Eine reisserische Überschrift, ich weiß. Aber seit heute kann man die Fritz!Box 7390 tatsächlich bestellen, wie erwartet jedoch vorerst nur über den Internetprovider 1&1 im Tarif „1&1 DSL HomeNet 50000“ (bei den Surf&Home-VDSL-Tarifen gibt es dagegen eine als Fritz!Box 7570 bezeichnete Speedport 920V, welches widerum eine mit VDSL-Chip versehene Fritz!Box 7270 ist), als normale Retail-Variante wird sie dann, wie ich vermute, ab Oktober im Handel erhältlich sein.

AVM Fritz!Box 7390 als 1&1 HomeServer 50000
Die neue FRITZ!Box 7390 ermöglicht erstmals WLAN N-Verbindungen gleichzeitig im 2,4 GHz- und im 5 GHz-Band. Besonders in Bereichen mit vielen überlappenden Funknetzen erweist sich das 5 GHz-Band als vorteilhaft.

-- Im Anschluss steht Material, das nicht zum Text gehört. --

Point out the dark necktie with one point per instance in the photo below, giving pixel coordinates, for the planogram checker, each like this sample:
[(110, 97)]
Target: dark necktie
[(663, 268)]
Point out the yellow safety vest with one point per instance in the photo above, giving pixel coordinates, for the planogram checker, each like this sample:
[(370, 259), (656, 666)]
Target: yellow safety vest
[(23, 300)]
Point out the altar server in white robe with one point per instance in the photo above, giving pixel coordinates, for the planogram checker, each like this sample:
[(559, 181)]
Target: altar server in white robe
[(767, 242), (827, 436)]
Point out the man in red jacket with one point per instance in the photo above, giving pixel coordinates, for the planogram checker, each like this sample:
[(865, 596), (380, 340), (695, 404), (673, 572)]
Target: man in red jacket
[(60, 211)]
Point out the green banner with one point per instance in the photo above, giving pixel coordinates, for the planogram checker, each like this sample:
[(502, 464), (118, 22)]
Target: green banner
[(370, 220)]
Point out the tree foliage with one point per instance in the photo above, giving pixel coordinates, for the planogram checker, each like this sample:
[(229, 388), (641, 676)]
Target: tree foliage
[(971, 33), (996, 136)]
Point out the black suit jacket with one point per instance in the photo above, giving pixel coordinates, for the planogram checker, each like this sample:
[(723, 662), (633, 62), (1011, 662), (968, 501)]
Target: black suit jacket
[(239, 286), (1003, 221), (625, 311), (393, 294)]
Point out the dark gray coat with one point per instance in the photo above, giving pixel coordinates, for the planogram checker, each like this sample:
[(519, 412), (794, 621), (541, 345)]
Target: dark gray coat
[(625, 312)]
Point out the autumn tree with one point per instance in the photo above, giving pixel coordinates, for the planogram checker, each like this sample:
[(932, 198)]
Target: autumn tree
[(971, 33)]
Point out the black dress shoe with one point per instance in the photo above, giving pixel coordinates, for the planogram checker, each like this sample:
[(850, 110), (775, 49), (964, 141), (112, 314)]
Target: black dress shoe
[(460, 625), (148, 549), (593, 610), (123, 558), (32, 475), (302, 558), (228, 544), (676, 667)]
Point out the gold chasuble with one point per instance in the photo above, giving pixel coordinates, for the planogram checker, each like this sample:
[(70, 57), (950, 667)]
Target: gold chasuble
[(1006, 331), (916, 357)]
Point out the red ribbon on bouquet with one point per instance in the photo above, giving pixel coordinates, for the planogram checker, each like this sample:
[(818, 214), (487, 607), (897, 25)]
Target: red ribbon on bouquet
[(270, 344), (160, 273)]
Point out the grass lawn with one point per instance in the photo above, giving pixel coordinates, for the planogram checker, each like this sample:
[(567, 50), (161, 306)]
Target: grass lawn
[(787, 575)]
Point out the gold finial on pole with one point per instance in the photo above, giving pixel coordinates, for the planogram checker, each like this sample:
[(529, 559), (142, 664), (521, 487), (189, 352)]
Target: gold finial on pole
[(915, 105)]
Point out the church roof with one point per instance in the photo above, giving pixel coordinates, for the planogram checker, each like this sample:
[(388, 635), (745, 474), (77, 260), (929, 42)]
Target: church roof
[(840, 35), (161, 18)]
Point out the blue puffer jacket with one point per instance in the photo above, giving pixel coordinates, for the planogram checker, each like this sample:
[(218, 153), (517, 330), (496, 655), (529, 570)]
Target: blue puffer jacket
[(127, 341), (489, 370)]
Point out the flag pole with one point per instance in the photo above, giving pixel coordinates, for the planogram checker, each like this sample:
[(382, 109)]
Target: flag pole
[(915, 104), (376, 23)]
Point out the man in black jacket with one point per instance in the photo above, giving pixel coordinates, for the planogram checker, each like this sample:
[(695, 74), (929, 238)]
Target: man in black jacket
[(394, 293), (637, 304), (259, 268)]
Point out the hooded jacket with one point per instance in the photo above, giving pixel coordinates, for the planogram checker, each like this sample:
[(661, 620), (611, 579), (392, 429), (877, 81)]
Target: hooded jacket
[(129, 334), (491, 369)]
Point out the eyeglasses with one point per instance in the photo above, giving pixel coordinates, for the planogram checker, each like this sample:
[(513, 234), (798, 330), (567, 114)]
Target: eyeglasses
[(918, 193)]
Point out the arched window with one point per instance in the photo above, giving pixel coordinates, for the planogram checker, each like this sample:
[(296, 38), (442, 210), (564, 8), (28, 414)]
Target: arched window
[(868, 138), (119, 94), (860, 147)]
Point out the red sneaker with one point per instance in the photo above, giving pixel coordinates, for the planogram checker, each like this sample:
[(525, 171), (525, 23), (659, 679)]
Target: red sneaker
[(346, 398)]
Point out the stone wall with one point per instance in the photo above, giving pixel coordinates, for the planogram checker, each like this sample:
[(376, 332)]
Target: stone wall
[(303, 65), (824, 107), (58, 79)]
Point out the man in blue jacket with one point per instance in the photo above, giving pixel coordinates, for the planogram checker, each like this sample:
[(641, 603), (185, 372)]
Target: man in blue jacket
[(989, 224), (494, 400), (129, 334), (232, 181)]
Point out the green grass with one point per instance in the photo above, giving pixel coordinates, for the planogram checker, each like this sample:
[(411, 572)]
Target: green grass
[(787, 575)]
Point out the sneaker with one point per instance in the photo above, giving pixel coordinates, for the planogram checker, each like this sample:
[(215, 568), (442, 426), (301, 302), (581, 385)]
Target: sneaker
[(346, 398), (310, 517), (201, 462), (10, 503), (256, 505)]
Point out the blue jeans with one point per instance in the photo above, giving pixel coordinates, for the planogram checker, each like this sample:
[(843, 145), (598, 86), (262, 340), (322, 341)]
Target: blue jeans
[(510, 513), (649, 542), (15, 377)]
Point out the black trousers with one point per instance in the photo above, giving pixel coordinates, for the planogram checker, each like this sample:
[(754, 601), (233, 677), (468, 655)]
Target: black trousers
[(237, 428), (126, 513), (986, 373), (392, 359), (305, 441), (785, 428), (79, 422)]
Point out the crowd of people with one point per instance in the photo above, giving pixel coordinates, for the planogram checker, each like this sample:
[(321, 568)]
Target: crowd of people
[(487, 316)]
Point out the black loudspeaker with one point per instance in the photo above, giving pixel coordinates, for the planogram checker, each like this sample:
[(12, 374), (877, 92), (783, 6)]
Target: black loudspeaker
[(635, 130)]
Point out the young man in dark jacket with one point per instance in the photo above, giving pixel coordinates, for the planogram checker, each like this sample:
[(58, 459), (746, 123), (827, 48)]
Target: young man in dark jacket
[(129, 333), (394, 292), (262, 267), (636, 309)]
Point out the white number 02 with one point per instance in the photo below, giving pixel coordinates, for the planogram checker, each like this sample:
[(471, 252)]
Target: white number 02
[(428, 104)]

Mit der Kombination von VDSL und ADSL lässt sich die FRITZ!Box 7390 an jedem DSL-Breitbandzugang einsetzen. Erstmals wird auch serienmäßig IPv6 unterstützt (für die 7270 gibt es übrigens eine entsprechende Labor-Version, diese Funktionalität dürfte daher wohl bald auch offiziell für den Vorgänger der neuen Box verfügbar sein), außerdem wird intern erstmals mit Gigabit-Ethernet verbunden statt der bisherigen 100 MBit/s-Ports.